Judge Halts Valerie Plame's Lawsuit


In this Friday, March 16, 2007, file photo, former CIA analyst Valerie Plame listens to opening statements on Capitol Hill during the House Oversight and Government Reform Committee hearing. A federal judge on Thursday, July 19, 2007, dismissed Plame's lawsuit against members of the Bush administration in the CIA leak scandal. (AP Photo/Dennis Cook)


ANOTHER 'GREAT MOMENT' for the Bush Administration. Outing a CIA agent is not only legal and pardoning a liar essential but 'the power brokers' have never been more obvious.
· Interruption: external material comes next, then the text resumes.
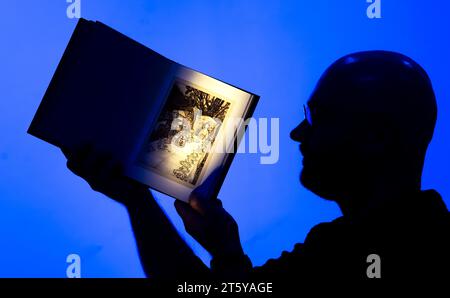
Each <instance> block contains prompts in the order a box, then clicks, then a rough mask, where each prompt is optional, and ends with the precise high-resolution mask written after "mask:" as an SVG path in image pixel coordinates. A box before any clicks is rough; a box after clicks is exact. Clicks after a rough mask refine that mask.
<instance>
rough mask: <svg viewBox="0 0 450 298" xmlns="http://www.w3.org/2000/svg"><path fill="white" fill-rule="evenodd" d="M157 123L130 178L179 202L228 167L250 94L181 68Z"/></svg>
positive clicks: (170, 81) (170, 87) (151, 129)
mask: <svg viewBox="0 0 450 298" xmlns="http://www.w3.org/2000/svg"><path fill="white" fill-rule="evenodd" d="M169 86H170V87H169V89H168V91H167V92H166V98H165V101H164V105H163V107H162V109H161V110H160V114H159V117H158V118H157V120H156V121H155V122H154V123H153V125H152V126H151V128H150V129H149V133H148V135H147V138H146V139H145V141H144V142H143V143H142V144H140V149H139V151H138V152H137V154H136V158H135V161H134V163H133V164H132V166H131V168H130V169H129V171H128V173H129V176H131V177H133V178H134V179H137V180H139V181H141V182H142V183H144V184H146V185H149V186H150V187H152V188H154V189H156V190H158V191H161V192H163V193H166V194H168V195H170V196H173V197H175V198H178V199H181V200H184V201H187V200H188V198H189V194H190V193H191V192H192V190H193V189H194V188H195V187H197V186H198V185H200V184H202V182H203V181H205V179H206V178H207V177H208V176H209V175H210V174H211V172H212V171H214V170H215V169H217V168H219V167H221V166H223V165H224V162H225V161H226V159H227V156H228V154H229V153H230V152H232V150H233V148H234V142H235V140H236V137H237V131H239V130H240V129H242V125H243V124H242V121H240V120H242V118H243V117H244V115H245V114H246V112H247V110H248V108H249V104H250V103H251V100H252V98H253V97H254V96H253V95H252V94H250V93H248V92H245V91H243V90H241V89H239V88H236V87H233V86H231V85H228V84H226V83H224V82H221V81H219V80H216V79H214V78H211V77H209V76H206V75H204V74H201V73H199V72H197V71H194V70H191V69H188V68H186V67H183V66H178V67H177V68H176V69H175V70H174V71H173V73H172V77H171V79H170V84H169Z"/></svg>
WASHINGTON -- A federal judge in Washington is tossing out a lawsuit filed by former CIA (click here) operative Valerie Plame against members of the Bush administration in the CIA leak scandal.
U.S. District Judge John D. Bates dismissed the case on jurisdictional grounds, and said he wouldn't express an opinion on the constitutional arguments.
Plame accused Vice President Dick Cheney and others of conspiring to leak her identity. She said it violated her privacy rights, and that it was an illegal act of retribution for her husband's criticism of the administration.
Her husband, former Ambassador Joseph Wilson, was a prominent critic of the administration's justifications for the war in Iraq.
Bates dismissed the case against all defendants: Cheney, White House political adviser Karl Rove, former White House aide I. Lewis "Scooter" Libby and former Deputy Secretary of State Richard Armitage.
Libby, the vice president's former chief of staff, was convicted of obstructing the investigation into the leak. He was fined and sentenced to two and a-half years in prison, but the prison sentence was commuted by President George W. Bush.
Plame's attorneys had said the lawsuit would be an uphill battle. Public officials are normally immune from such lawsuits filed in connection with their jobs.